Real time audio censoring for BU Deep Learning Spring 2023
Dataset: Drive
pipeline_trial.ipynb is a proof of concept for the data pipeline. it takes text, passes it to the google text to speach api, and turns that into a spectrogram in numpy, which can then be fed to a neural network.
4/2 pipe_line trial.ipynb now has the custom data loader, takes the audio files and some hyperparameters and produces a pytorch dataloader that provides batched and labelled data.
kaggle_data_cleaning.ipynb takes the Dota chat dataset https://www.kaggle.com/datasets/romovpa/gosuai-dota-2-game-chats augments and labels it for our purpose. cuss_words is a list we maintain who's content is offensive by nature.
labeled_augmented.csv is the current (as of 3/25/23) text data set. Column 0 is the text input, and column 1 is True if the final word contains a member of the cuss_words list and False otherwise.
03/12: Literature survey Paper
04/02: Build a network and training pipeline for model training, contained in the training directory
4/1- Have built out the threadpool to handle multithreading for the text to speech API calls.
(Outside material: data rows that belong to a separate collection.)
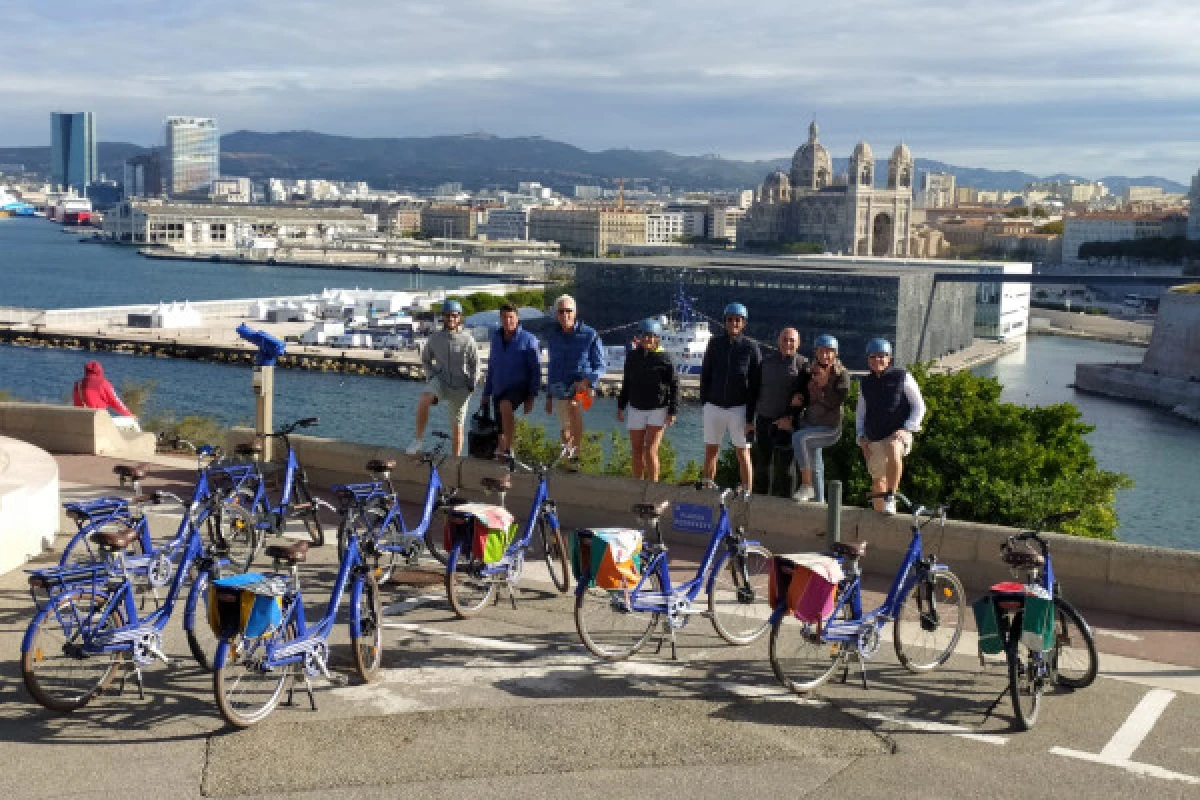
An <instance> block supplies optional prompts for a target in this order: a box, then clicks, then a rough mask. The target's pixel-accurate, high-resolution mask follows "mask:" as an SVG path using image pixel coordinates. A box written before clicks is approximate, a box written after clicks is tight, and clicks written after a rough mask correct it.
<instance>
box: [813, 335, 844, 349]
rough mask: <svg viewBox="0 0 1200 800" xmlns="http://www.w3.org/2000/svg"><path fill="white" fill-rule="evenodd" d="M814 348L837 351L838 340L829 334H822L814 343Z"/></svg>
mask: <svg viewBox="0 0 1200 800" xmlns="http://www.w3.org/2000/svg"><path fill="white" fill-rule="evenodd" d="M812 347H827V348H829V349H830V350H836V349H838V339H836V338H834V337H832V336H829V335H828V333H822V335H821V336H818V337H817V341H816V342H814V344H812Z"/></svg>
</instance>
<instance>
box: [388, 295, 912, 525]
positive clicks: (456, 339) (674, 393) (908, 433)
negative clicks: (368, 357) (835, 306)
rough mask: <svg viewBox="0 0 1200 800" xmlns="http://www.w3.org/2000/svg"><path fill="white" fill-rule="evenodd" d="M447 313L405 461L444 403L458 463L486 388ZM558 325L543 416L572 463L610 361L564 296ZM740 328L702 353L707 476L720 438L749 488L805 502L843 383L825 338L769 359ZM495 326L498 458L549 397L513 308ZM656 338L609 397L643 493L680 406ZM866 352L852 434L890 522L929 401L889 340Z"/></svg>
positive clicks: (642, 344) (506, 313)
mask: <svg viewBox="0 0 1200 800" xmlns="http://www.w3.org/2000/svg"><path fill="white" fill-rule="evenodd" d="M442 314H443V327H442V330H439V331H438V332H436V333H433V335H432V336H431V337H430V339H428V342H427V343H426V345H425V349H424V350H422V351H421V361H422V362H424V365H425V369H426V375H427V378H428V389H427V390H426V391H425V392H422V395H421V398H420V401H419V403H418V410H416V437H415V439H414V440H413V444H412V445H409V449H408V451H409V452H412V453H415V452H419V451H420V449H421V446H422V437H424V432H425V427H426V425H427V423H428V415H430V408H431V407H432V405H434V404H438V403H439V402H445V403H446V408H448V411H449V415H450V425H451V440H452V445H454V451H455V452H456V453H460V455H461V452H462V441H463V428H464V425H466V416H467V403H468V401H469V398H470V396H472V393H473V392H474V391H475V389H476V386H478V385H479V380H480V373H481V368H480V362H479V356H478V353H476V348H475V342H474V339H473V338H472V337H470V335H469V333H467V332H466V331H464V330H463V327H462V306H461V305H460V303H458V302H457V301H454V300H449V301H446V302H445V303H444V305H443V308H442ZM554 314H556V321H557V324H556V325H554V326H552V329H551V331H550V332H548V333H547V336H546V341H545V345H546V351H547V356H548V365H547V377H546V385H545V392H546V403H545V409H546V413H547V414H551V413H556V414H557V417H558V423H559V435H560V438H562V441H563V444H564V445H565V446H566V447H568V449H569V450H570V451H572V452H574V453H575V455H574V456H571V457H570V462H569V465H570V464H571V463H575V464H577V458H578V455H577V453H578V446H580V444H581V443H582V440H583V415H582V413H583V410H584V409H586V408H588V407H589V405H590V398H592V396H593V395H594V392H595V386H596V384H598V383H599V381H600V378H601V377H604V374H605V371H606V368H607V363H606V360H605V354H604V345H602V342H601V341H600V336H599V335H598V333H596V331H595V330H594V329H592V327H590V326H588V325H586V324H583V323H582V321H580V319H578V317H577V306H576V302H575V299H574V297H571V296H570V295H562V296H559V297H558V299H557V300H556V301H554ZM748 319H749V312H748V311H746V307H745V306H743V305H742V303H738V302H731V303H730V305H728V306H726V307H725V313H724V320H722V323H724V330H722V331H720V332H719V333H718V335H715V336H713V338H712V339H709V343H708V349H707V350H706V353H704V359H703V363H702V367H701V374H700V402H701V404H702V405H703V428H704V464H703V476H704V479H706V480H708V481H712V480H714V479H715V476H716V463H718V456H719V453H720V449H721V445H722V444H724V441H725V439H726V437H727V438H728V440H730V443H731V444H732V446H733V449H734V452H736V455H737V459H738V471H739V477H740V481H742V485H743V486H745V487H750V488H752V491H754V492H756V493H758V494H774V495H776V497H791V498H794V499H796V500H799V501H805V500H811V499H814V498H815V497H816V495H817V492H816V491H815V487H814V480H815V475H814V474H815V471H816V459H817V457H818V453H820V451H821V450H822V449H824V447H829V446H833V445H834V444H836V443H838V440H839V439H840V437H841V429H842V407H844V404H845V401H846V397H847V395H848V393H850V373H848V372H847V371H846V367H845V366H844V365H842V363H841V361H840V359H839V348H838V339H836V338H834V337H833V336H830V335H828V333H822V335H821V336H817V337H816V341H815V342H814V349H812V357H811V360H810V359H808V357H805V356H804V355H802V354H800V345H802V342H800V336H799V333H798V332H797V330H796V329H793V327H786V329H784V330H782V331H780V333H779V339H778V342H776V344H778V349H774V350H769V351H768V353H767V354H766V355H763V353H762V350H761V349H760V347H758V344H757V343H756V342H755V341H754V339H751V338H750V337H749V336H746V335H745V326H746V320H748ZM499 321H500V324H499V327H498V329H497V330H496V332H494V333H493V335H492V338H491V353H490V356H488V363H487V371H486V375H485V377H484V390H482V401H481V405H482V407H484V408H488V409H491V410H492V413H493V414H494V419H496V420H497V421H498V423H499V438H498V445H497V449H496V455H497V456H498V457H505V456H508V455H509V452H510V449H511V446H512V434H514V427H515V421H514V420H515V414H516V410H517V409H518V408H520V409H523V411H524V413H526V414H528V413H530V411H532V410H533V408H534V402H535V399H536V397H538V395H540V393H541V392H542V389H544V387H542V369H541V355H540V351H539V344H538V339H536V337H534V336H533V335H532V333H530V332H528V331H526V330H524V329H523V327H522V326H521V321H520V319H518V317H517V309H516V307H515V306H512V305H505V306H502V308H500V313H499ZM661 338H662V325H661V323H660V321H659V320H656V319H647V320H643V321H642V323H640V324H638V327H637V335H636V338H635V342H634V348H632V349H631V350H630V353H629V354H628V356H626V359H625V367H624V374H623V380H622V386H620V393H619V395H618V398H617V421H618V422H622V423H624V425H625V427H626V429H628V432H629V439H630V450H631V459H632V473H634V477H637V479H644V480H648V481H656V480H658V479H659V471H660V465H659V445H660V444H661V441H662V433H664V431H665V429H666V428H667V427H668V426H671V425H673V423H674V420H676V414H677V411H678V407H679V377H678V373H677V372H676V367H674V363H673V362H672V359H671V355H670V354H668V353H667V351H666V350H664V348H662V342H661ZM866 350H868V351H866V356H868V369H869V372H868V374H866V375H865V377H864V378H863V379H862V380H860V381H859V398H858V405H857V409H856V422H854V431H856V435H857V443H858V445H859V447H860V449H862V451H863V457H864V459H865V461H866V467H868V470H869V471H870V475H871V483H872V494H874V495H876V499H875V507H876V510H878V511H881V512H883V513H895V500H894V499H893V497H892V495H893V493H894V492H895V491H896V488H898V487H899V485H900V477H901V474H902V470H904V458H905V456H907V455H908V452H910V451H911V450H912V437H913V434H914V433H917V432H918V431H920V425H922V420H923V419H924V415H925V403H924V399H923V398H922V395H920V389H919V387H918V386H917V381H916V380H914V379H913V378H912V375H911V374H908V373H907V372H906V371H904V369H900V368H899V367H895V366H894V365H893V362H892V360H893V351H892V344H890V343H889V342H888V341H887V339H883V338H875V339H871V341H870V342H869V343H868V347H866Z"/></svg>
Each row of labeled_aumented.csv is submitted as a job to the thread pool, where the text is submitted to the Google Text-to-Speech API to generate a .wav file.
4/3- Ran the multithreading to generate 212,000 .wav files. Since Colab provides only 2 vCPUs, I was only able to run 2 threads so this took a long time (~5 requests per second x 60 seconds per minute x 60 minutes per hour = ~18,000 results per hour). Next time would be worth running on the SCC to get a machine that would be able to use 32 threads.
Literature Survey:
- Low-resource Low-footprint Wake-word Detection using Knowledge Distillation Paper
- Wake Word Detection with Streaming Transformers Paper
4/3: Built a simple rnn architecture, so that we can compare the cnn to rnn model.
4/5: Modified the existing scripts to import rnn model and created a jupyter notebook with training pipeline.